11 For this commandement which I commande thee this day, is not hid from thee, neither is it farre off.
“Bugün size ilettiğim bu buyruk ne tutamayacağınız kadar zor, ne de ulaşamayacağınız kadar uzaktır.
12 It is not in heauen, that thou shouldest say, Who shall go vp for vs to heauen, and bring it vs, and cause vs to heare it, that we may doe it?
O göklerde değil ki, ‘Kim bizim için göğe çıkacak? Kim yerine getirmemiz için onu alıp yayacak?’ diyesiniz.
13 Neither is it beyonde the sea, that thou shouldest say, Who shall go ouer the sea for vs, and bring it vs, and cause vs to heare it, that we may do it?
Denizin ötesinde değil ki, ‘Kim bizim için denizin ötesine gidecek? Kim yerine getirmemiz için onu alıp yayacak?’ diyesiniz.
14 But the word is very neere vnto thee: euen in thy mouth and in thine heart, for to do it.
Tanrı sözü size çok yakındır; uymanız için ağzınızda ve yüreğinizdedir.
15 Beholde, I haue set before thee this day life and good, death and euill,
“İşte bugün önünüze yaşamla iyiliği, ölümle kötülüğü koyuyorum.
16 In that I commaund thee this day, to loue the Lord thy God, to walke in his wayes, and to keepe his commandements, and his ordinances, and his lawes, that thou mayest liue, and be multiplied, and that the Lord thy God may blesse thee in the land, whither thou goest to possesse it.
Bugün size Tanrınız RAB'bi sevmeyi, yollarında yürümeyi, buyruklarına, kurallarına, ilkelerine uymayı buyuruyorum. Öyle ki, yaşayasınız, çoğalasınız ve mülk edinmek için gideceğiniz ülkede Tanrınız RAB tarafından kutsanasınız.
17 But if thine heart turne away, so that thou wilt not obey, but shalt be seduced and worship other gods, and serue them,
“Eğer yoldan döner, kulak vermezseniz, ayartılır, başka ilahlara eğilip taparsanız,
18 I pronounce vnto you this day, that ye shall surely perish, ye shall not prolong your dayes in the lande, whither thou passest ouer Iorden to possesse it.
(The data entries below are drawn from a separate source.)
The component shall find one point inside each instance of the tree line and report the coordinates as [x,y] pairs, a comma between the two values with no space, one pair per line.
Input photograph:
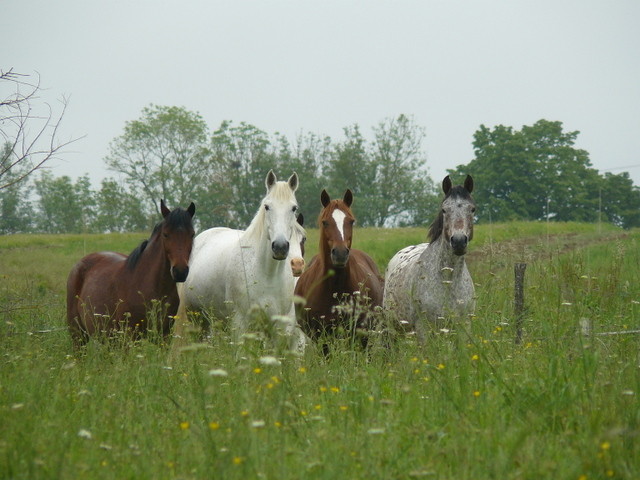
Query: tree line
[169,152]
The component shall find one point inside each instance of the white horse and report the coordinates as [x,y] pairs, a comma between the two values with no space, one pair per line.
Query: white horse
[232,272]
[429,285]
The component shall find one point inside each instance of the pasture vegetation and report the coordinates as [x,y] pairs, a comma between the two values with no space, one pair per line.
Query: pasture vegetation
[469,404]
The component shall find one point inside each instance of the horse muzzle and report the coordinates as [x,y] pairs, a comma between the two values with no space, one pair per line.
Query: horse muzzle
[459,244]
[280,249]
[179,274]
[339,257]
bugün size kesinlikle yok olacağınızı bildiriyorum. Şeria Irmağı'ndan geçip mülk edinmek için gideceğiniz ülkede uzun yaşamayacaksınız.
19 I call heauen and earth to recorde this day against you, that I haue set before you life and death, blessing and cursing. therefore chuse life, that both thou and thy seede may liue,
“Önünüze yaşamla ölümü, kutsamayla laneti koyduğuma bugün yeri göğü size karşı tanık gösteriyorum. Yaşamı seçin ki, siz de çocuklarınız da yaşayasınız.
20 By louing the Lord thy God, by obeying his voyce, and by cleauing vnto him: for he is thy life, and the length of thy dayes: that thou mayest dwell in the lande which the Lord sware vnto thy fathers, Abraham, Izhak, and Iaakob, to giue them.
Tanrınız RAB'bi sevin, sözüne uyup O'na bağlanın. RAB yaşamınızdır; kendilerine vereceğine ilişkin atalarınız İbrahim'e, İshak'a, Yakup'a söz verdiği ülkede uzun yaşamanızı sağlayacaktır.”